Disconnect between male and female characters in To The Lighthouse

When reading sections XI to XIV, it struck me that the text became a back and forth change of perspective between Mr. Ramsay and Mrs. Ramsay. Also, section IX is a back and forth between Lily Briscoe’s perspective and William Banks perspective. Virginia Woolf creates a sense of separation between the male and female gender in the way that these changes of perspectives allow for the reader to catch a glimpse into what both parties are thinking while the characters go on thinking about each other unknowingly. Mr.

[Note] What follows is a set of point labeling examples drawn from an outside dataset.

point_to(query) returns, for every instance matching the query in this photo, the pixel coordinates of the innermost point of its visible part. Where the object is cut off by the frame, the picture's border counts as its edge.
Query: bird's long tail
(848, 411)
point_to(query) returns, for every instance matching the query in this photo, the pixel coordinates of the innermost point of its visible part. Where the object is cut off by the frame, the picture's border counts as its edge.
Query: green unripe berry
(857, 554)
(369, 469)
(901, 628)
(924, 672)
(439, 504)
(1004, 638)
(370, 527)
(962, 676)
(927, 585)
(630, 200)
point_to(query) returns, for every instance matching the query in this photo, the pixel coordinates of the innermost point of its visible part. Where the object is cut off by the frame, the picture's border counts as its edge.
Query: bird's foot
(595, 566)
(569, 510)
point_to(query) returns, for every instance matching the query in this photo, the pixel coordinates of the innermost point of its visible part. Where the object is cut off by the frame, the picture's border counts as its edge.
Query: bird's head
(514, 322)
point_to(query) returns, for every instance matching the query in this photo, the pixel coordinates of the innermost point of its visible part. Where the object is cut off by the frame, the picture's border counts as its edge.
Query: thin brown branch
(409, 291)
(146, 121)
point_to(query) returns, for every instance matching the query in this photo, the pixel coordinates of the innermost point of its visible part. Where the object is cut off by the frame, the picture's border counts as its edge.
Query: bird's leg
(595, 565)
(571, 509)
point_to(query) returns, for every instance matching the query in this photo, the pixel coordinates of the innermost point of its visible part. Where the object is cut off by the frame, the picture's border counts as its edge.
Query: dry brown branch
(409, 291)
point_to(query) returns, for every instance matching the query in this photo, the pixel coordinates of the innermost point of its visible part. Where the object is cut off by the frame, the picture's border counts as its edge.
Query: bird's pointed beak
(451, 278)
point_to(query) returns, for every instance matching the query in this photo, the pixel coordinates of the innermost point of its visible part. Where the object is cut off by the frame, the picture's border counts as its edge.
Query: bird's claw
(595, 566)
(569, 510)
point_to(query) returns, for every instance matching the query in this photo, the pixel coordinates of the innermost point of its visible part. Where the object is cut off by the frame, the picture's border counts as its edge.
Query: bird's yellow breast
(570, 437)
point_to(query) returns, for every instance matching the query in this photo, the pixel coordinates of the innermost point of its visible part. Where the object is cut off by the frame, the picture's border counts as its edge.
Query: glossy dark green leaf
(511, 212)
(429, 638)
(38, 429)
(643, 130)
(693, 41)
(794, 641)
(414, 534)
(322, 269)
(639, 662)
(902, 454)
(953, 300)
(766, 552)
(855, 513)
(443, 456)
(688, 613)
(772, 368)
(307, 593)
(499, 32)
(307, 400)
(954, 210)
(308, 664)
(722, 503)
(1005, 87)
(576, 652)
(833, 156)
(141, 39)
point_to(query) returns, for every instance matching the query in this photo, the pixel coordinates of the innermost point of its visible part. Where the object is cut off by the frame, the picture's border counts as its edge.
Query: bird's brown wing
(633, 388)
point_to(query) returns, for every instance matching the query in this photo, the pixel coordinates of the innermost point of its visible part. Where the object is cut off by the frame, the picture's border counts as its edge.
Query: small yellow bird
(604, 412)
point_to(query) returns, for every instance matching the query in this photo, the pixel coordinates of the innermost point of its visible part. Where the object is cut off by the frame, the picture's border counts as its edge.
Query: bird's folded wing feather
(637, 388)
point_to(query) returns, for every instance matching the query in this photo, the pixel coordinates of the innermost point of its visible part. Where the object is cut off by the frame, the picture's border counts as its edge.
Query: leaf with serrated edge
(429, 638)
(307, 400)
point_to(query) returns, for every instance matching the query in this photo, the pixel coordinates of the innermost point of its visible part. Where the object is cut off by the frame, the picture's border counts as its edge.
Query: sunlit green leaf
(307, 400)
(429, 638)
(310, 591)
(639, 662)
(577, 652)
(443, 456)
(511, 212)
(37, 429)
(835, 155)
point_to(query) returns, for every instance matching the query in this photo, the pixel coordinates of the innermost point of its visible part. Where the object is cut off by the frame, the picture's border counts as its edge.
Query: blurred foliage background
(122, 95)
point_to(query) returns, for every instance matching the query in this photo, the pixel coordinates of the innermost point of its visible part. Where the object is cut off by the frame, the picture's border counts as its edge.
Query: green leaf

Ramsay comes in from his walk outside and is saddened by the distant look in his wife’s eye, “aloof from him now in her beauty” (65). Meanwhile, when they start to walk and talk together, Mrs. Ramsay comments to herself that “He [Mr. Ramsay] would sit at the table with them like a person in a dream (70). Both Mr. and Mrs. Ramsay are thinking in detail about each other and how their heads are in the clouds basically, but because the thoughts are kept to themselves, a loss of connection is felt by the reader between the couple. When discussing their son, the topic of scholarships comes up, something they “disagreed always about… but it did not matter. She liked him to believe in scholarships, and he liked her to be proud of Andrew whatever he did” (67). This compromising for the other person brings back a sense of union between the individuals that were before so separated in the passage. However, the connection is made based on lying and falsely agreeing to something that each character does not necessarily believe in order to please the opposite party.
This disconnect between Mr. and Mrs. Ramsay is ironic because it gives a dismal look on married life while Mrs. Ramsay is constantly pushing marriage onto the young girls around her.
Words unheard and unspoken between two people but known by the reader allow for a better understanding of separateness. This separateness forced me to interpret that although Mrs. Ramsay is the stereotypical help-all wife and Mr. Ramsay is portrayed as the just one who is stern and right but not respected by his family, that how one is exposed or depicted in life (either by the author of the text, or broader as a human in existence) is not always how one is. Mr. Ramsay obviously cares a lot about his wife, as seen by the romantic descriptions of her in this passage, yet he is still described harshly in the novel. And, although Mrs. Ramsay is often rendered as the mother to all in the book, she has dark thoughts and is not perfect.
Regardless of the level of awkwardness in the relationship between the Ramsay’s, they are still viewed by other characters as the symbolic married couple. When Lily and William run into them on their stroll, Lily comments “so this is marriage” (72).

1 comment:

Christy said...

You mention “thoughts (that) are kept to themselves” and “words unheard and unspoken” between Mr. and Mrs. Ramsay. It is interesting that even though the thoughts are never verbalized, the thoughts themselves are distasteful to Mrs. Ramsay, as “she disliked anything that reminded her that she had been seen sitting thinking” (p. 68). She cannot even deal with her private thoughts, and perhaps the irony in this is that in order to sort out the inner self, one often needs some sort of external catharsis. Bottling things up often only complicates the emotions, while communicating with another human can help to sort things out. Mr. Ramsay also seems to think that he must keep emotions within as he liked the bay because “one could worry things out alone” (p. 69, emphasis mine). One very important sentence from Mrs. Ramsay’s thoughts is: “No, they could not share that; they could not say that” (p. 68). It is only about having read the book to James, but the repetition of within the sentence draws more attention to the thought as if Mrs. Ramsay were referring to something greater. The fact is that they cannot share or say.

This brings us to the next thought that they are separated. One line that I caught was when Mr. Ramsay tells Mrs. Ramsay, “You’re teaching your daughter to exaggerate” (p. 67, emphasis mine). This possessive pronoun shows that Mr. Ramsay feels a disconnect with both his wife and his children. This separateness is a problem because they are not content with it and it causes them both pain and a yearning for more. It is mentioned that “…her remoteness pained him” (p 64) and later on the walk that “…here he became uncomfortable, as if he were breaking into that solitude, that aloofness, that remoteness of hers…” (p. 67). Without the prior mentioned communication, they will remain separate and empty.

You also mentioned that any time that they actually did make a connection, it was “based on lying and falsely agreeing.” It seems that in this book much of the actually dialogue is nonsense. Mr. Tansley nails it on the head later in the dinner party when he thinks, “They (the Ramsays) did talk nonsense,” (p. 90). Any communication is mostly worthless. Mrs. Ramsay thinks to herself of her husband’s words, “All this phrase-making was a game, she thought, for if she had said half what he said, she would have blown her brains out by now” (p 69). Mr. Ramsay can only say unimportant things while Mrs. Ramsay can never say what she truly feels.